Guy Davis (musician) - Acting

Acting

Throughout his life, Davis has had overlapping interests in music and acting. Early acting roles included a lead role in the 1984 film Beat Street opposite Rae Dawn Chong and on television as Dr. Josh Hall on One Life to Live from 1985 to 1986. Eventually, Davis had the opportunity to combine music and acting on the stage. He made his Broadway musical debut in 1991 in the Zora Neale Hurston/Langston Hughes collaboration Mulebone, which featured the music of Taj Mahal.

In 1993, he performed Off-Broadway as legendary blues player Robert Johnson in Robert Johnson: Trick the Devil. He received rave reviews and became the 1993 winner of the Blues Foundation's "Keeping the Blues Alive Award” presented to him by Robert Cray at the W.C. Handy Awards ceremony.

Davis creates his own work: looking for more ways to combine his love of blues, music, and acting, Davis created material for himself. He wrote In Bed with the Blues: The Adventures of Fishy Waters -- an engaging and moving one-man show. The Off-Broadway debut in 1994 received critical praise from The New York Times and the Village Voice.

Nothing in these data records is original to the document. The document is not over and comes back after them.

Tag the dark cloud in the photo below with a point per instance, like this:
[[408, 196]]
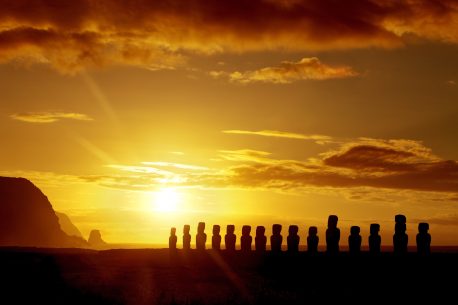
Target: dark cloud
[[368, 164], [79, 33], [288, 72]]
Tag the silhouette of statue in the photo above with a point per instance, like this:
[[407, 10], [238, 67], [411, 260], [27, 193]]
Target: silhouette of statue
[[216, 238], [246, 239], [201, 237], [230, 238], [260, 240], [423, 239], [374, 239], [186, 237], [332, 235], [293, 239], [312, 240], [173, 239], [400, 238], [276, 239], [354, 240]]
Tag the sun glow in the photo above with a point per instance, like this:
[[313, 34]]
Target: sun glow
[[166, 200]]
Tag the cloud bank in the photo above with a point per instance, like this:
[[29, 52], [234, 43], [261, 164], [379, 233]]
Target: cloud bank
[[319, 139], [71, 35], [365, 164], [288, 72], [49, 117]]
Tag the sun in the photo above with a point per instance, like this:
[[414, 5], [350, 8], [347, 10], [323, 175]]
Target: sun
[[166, 200]]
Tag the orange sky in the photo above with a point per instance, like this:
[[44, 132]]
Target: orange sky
[[137, 116]]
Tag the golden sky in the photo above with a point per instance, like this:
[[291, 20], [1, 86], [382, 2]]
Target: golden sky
[[135, 116]]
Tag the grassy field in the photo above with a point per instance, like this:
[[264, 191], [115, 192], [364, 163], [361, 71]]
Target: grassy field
[[156, 276]]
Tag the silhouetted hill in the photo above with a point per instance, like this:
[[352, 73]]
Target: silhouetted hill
[[95, 240], [28, 219], [67, 225]]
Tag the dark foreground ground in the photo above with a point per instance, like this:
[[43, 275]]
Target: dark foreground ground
[[137, 277]]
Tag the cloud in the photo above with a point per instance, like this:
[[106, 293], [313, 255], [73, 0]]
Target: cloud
[[382, 164], [288, 72], [319, 139], [361, 166], [49, 117], [364, 169], [445, 220], [70, 35]]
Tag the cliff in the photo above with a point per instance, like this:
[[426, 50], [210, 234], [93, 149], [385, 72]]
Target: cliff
[[28, 219]]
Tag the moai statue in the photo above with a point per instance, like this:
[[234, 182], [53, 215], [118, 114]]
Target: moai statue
[[293, 239], [186, 237], [230, 238], [374, 239], [423, 239], [216, 238], [173, 239], [354, 240], [260, 240], [201, 237], [312, 240], [332, 235], [276, 239], [400, 238], [246, 239]]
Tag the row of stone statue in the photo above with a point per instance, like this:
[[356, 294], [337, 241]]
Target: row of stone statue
[[400, 238]]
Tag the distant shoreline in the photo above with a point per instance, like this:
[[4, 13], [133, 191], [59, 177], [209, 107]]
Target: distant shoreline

Davis' writing projects have also included a variety of theatre pieces and plays. Mudsurfing, a collection of three short stories, received the 1991 Brio Award from the Bronx Council of the Arts. The Trial, (later renamed, The Trial: Judgement of the People), an anti-drug abuse, one-act play that toured throughout the New York City shelter system, was produced Off-Broadway in 1990, at the McGinn Cazale Theater. Davis also arranged, performed and co-wrote the music for an Emmy award winning film, To Be a Man. In the fall of 1995, his music was used in the national PBS series, The American Promise.